As surprising as it may sound, I’m not much of a reader usually. I just happen to read stuff by pure curiosity, not because “Oh, this look interesting.” I generally won’t read something that just catch my eyes, I need a much stronger reason for me to push myself to read something. And it’s a spark of interest either by a topic, or a reference I’ve seen somewhere else.
To read my books, I generally use my reMarkable 2 tablet, it allows me much greater flexibility than carrying books in my bag (Which already weight a bit). I could read stuff everywhere this way without taking too much space (It’s super thin!)
Normal People
By Sally Rooney - ✅ Completed
⭐⭐⭐☁️☁️ -> TL;DR A good and interesting read overall, but way too focused in sexual topics. The social theme is also an important part of this book, leaving the reader to understand more about division of relationship. However, it goes much more unnoticed sadly due to the sexual scenes.
I have been given this book from my high-school English teacher, which gave it saying it reminded her of me (but that I shouldn’t see a message in this present). Sure!
So I gave this book a read, entirely.

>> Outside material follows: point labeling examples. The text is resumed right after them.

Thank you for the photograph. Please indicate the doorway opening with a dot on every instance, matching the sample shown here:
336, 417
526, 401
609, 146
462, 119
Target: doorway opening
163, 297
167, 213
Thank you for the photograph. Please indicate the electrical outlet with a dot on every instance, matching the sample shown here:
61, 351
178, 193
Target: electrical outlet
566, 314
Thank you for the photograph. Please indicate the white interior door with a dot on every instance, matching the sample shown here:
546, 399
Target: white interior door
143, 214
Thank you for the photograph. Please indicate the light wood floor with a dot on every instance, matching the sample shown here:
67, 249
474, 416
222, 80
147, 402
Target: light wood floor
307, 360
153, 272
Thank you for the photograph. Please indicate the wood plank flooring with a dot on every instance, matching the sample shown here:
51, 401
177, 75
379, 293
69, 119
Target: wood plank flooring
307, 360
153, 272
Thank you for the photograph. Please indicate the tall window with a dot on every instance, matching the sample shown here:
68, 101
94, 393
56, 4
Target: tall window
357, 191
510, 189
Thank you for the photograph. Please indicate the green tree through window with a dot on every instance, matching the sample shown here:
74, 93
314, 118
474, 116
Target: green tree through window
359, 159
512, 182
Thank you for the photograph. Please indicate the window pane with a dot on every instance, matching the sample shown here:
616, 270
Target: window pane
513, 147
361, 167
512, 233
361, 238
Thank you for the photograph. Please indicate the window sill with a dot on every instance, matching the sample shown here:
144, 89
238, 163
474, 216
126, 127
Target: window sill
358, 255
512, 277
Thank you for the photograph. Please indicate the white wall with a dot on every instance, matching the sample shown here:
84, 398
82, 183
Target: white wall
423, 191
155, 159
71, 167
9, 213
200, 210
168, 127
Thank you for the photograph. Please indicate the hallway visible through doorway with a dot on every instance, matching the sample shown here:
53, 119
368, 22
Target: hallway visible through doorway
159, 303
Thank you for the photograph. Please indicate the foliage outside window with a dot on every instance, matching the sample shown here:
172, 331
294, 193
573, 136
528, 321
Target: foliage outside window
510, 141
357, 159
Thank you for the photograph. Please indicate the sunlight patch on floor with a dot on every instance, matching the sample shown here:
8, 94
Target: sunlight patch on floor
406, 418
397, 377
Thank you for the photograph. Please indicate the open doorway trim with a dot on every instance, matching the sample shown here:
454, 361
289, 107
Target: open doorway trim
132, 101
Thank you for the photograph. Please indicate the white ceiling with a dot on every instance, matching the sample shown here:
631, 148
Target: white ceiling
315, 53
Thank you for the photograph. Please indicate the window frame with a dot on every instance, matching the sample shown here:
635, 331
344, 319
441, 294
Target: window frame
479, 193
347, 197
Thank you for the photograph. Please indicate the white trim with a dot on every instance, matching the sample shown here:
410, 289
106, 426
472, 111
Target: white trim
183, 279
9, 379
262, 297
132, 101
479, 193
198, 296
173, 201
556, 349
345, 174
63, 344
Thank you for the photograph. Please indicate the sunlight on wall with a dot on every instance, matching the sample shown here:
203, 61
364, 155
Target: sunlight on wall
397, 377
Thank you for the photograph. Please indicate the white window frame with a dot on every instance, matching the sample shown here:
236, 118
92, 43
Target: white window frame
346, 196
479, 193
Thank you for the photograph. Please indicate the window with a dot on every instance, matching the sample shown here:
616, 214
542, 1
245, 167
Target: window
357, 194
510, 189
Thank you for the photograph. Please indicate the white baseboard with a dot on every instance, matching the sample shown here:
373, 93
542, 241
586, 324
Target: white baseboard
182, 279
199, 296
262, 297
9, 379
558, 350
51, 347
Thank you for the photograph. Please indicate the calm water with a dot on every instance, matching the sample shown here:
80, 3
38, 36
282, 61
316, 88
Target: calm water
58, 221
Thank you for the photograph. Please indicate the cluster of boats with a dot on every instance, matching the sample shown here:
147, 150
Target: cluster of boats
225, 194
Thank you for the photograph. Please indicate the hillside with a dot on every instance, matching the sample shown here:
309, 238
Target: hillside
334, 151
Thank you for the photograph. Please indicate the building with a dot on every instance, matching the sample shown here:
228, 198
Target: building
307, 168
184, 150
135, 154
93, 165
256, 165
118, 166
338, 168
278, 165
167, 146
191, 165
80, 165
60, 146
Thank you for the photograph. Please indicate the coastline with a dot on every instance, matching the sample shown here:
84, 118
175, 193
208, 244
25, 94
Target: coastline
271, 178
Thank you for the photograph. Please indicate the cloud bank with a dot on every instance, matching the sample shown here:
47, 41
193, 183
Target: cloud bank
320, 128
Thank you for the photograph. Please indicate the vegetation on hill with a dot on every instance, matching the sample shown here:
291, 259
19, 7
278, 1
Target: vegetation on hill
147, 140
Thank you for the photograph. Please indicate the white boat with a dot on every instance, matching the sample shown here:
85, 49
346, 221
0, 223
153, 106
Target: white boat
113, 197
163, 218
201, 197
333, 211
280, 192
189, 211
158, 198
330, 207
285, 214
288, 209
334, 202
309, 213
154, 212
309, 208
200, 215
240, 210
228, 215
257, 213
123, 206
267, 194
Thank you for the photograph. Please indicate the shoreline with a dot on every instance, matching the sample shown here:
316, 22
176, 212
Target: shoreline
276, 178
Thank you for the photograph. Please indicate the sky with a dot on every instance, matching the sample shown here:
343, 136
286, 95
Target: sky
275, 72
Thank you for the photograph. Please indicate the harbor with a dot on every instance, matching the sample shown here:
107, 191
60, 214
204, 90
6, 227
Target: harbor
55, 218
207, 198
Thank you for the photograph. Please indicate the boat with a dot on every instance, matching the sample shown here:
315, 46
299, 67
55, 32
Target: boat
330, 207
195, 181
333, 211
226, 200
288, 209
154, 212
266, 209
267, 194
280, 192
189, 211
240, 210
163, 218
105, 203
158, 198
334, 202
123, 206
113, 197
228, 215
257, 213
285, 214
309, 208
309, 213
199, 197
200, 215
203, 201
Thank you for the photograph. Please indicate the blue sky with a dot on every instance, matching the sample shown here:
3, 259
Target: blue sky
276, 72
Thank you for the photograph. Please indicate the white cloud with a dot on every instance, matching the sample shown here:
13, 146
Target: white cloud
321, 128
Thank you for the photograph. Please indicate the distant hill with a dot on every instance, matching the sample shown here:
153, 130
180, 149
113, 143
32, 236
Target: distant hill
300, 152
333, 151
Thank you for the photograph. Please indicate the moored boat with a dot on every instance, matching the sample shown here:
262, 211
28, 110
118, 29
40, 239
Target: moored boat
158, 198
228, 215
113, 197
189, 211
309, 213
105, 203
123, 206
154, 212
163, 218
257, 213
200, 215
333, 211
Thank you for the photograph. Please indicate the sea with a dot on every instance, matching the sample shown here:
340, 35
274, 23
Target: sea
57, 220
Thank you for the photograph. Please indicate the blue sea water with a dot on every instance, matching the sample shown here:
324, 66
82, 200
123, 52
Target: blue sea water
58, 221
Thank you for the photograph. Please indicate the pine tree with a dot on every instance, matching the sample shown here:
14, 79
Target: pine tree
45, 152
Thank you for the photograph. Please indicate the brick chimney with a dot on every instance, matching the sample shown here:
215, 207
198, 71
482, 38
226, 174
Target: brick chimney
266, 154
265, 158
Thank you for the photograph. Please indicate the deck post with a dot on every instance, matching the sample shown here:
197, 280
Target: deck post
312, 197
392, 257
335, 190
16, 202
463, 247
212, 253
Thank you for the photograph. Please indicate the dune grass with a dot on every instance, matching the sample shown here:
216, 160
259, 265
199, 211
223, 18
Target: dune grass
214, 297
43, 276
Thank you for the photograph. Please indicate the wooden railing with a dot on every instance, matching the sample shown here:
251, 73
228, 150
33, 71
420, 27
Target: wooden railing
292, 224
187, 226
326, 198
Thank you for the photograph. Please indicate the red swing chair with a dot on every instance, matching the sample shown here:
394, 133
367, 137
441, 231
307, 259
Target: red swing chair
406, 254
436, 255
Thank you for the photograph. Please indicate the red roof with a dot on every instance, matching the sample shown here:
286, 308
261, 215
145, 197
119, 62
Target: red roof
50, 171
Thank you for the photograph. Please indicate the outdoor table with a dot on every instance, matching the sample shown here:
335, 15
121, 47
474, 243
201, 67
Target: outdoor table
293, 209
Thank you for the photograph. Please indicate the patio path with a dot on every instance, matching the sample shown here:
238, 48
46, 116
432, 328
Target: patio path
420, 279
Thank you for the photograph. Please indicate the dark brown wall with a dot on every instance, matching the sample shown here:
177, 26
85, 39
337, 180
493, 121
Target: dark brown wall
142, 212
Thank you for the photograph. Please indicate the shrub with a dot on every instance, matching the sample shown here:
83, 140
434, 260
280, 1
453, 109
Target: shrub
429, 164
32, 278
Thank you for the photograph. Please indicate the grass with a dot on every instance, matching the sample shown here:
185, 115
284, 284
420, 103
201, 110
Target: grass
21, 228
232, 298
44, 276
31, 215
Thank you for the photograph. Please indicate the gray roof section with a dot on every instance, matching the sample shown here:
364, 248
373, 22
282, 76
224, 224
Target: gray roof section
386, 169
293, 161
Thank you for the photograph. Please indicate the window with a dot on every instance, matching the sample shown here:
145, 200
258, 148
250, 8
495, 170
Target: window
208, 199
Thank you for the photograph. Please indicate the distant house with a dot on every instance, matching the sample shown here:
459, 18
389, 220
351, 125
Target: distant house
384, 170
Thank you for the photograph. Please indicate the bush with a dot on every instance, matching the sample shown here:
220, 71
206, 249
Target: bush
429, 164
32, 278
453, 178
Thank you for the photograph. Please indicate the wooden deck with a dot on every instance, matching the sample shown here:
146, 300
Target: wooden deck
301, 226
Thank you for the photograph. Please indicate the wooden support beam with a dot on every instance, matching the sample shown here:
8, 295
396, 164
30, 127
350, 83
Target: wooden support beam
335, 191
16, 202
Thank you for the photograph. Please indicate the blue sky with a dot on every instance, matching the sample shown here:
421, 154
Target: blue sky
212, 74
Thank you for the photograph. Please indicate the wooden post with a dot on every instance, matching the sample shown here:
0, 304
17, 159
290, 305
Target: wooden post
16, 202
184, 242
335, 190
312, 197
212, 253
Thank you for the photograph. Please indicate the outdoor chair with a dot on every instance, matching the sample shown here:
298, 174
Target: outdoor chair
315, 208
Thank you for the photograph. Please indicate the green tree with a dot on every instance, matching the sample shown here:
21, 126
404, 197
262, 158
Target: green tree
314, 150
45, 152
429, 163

I heard a little later that it received a TV show, which… I’m thankful I haven’t seen from what I could hear about it. So, I jumped into the reading absolutely not knowing I’ll read, but I think my teacher was a bit wrong about my case.

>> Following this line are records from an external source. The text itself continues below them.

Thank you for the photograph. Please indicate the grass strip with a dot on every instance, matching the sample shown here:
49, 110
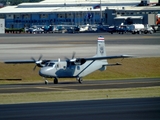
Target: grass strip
55, 96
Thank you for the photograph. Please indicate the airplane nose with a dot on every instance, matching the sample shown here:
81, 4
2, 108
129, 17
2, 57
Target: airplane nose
41, 72
46, 72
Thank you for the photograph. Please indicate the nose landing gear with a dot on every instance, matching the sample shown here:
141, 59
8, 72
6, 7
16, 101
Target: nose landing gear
80, 80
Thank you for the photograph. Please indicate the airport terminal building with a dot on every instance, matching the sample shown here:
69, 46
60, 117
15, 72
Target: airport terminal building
73, 12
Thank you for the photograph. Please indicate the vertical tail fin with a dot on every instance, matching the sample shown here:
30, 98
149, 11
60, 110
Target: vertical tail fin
101, 51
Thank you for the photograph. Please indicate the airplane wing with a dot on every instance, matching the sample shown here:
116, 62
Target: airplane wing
19, 61
109, 57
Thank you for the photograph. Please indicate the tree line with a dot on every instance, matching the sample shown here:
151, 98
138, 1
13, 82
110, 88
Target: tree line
16, 2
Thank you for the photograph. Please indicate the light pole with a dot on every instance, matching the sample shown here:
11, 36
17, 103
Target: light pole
100, 12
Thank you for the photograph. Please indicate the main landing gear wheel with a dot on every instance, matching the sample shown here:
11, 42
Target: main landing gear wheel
55, 81
80, 80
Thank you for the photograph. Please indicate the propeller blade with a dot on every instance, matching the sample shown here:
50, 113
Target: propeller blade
34, 67
37, 62
33, 59
73, 55
66, 58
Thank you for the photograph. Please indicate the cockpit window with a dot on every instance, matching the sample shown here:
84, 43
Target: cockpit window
49, 64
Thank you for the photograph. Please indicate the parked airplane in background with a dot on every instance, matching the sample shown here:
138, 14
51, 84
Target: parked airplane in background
74, 67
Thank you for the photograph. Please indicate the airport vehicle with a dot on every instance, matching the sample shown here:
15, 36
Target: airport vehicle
140, 28
74, 67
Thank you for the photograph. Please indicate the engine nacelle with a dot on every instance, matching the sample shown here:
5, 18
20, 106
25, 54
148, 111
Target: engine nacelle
79, 61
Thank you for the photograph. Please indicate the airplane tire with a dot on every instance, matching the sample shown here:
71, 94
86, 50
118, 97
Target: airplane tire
46, 82
55, 81
80, 80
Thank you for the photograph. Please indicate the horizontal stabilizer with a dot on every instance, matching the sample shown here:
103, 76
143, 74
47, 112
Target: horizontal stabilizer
109, 57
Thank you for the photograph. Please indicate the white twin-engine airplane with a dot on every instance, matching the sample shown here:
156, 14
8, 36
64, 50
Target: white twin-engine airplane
75, 67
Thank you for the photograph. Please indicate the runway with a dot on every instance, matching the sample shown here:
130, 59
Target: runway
54, 46
121, 109
72, 86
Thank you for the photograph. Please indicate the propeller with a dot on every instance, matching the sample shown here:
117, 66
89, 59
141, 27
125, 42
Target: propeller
72, 59
37, 62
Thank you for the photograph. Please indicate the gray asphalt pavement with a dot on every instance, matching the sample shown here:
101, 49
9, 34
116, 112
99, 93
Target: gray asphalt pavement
54, 46
74, 85
118, 109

The book begins by introducing the 2 main character of this book, a boy and a girl who are in the same school. The girl is part of a rich family, and the boy from a less wealthy family. Both will get to know each others and things will go on. They’ll often get to lose each others, and meet again. This pattern of “losing-finding” keeps on repeating a lot in the book, which is no issues at all due to the context of the story, most especially since chapters are separated with long period of time in the story.
The main problem I had with the book is that it focus way too much on sexual topics. Almost every chapters has its sexual scene. And that BOTHER ME SO MUCH! I’m not asexual, that’s not the point, but in my personal opinion, I don’t find the need to describe a lot what is happening in bed, which was very recurrent.
I could understand why it was necessary however, because it’ll cover the topic of BDSM (kids, don’t look it up on Google) and how one can feel loved. Still, it makes the topic of social relationship goes way more unnoticed than I wish.
If the sexual scenes were less present, I would have probably liked this book way more.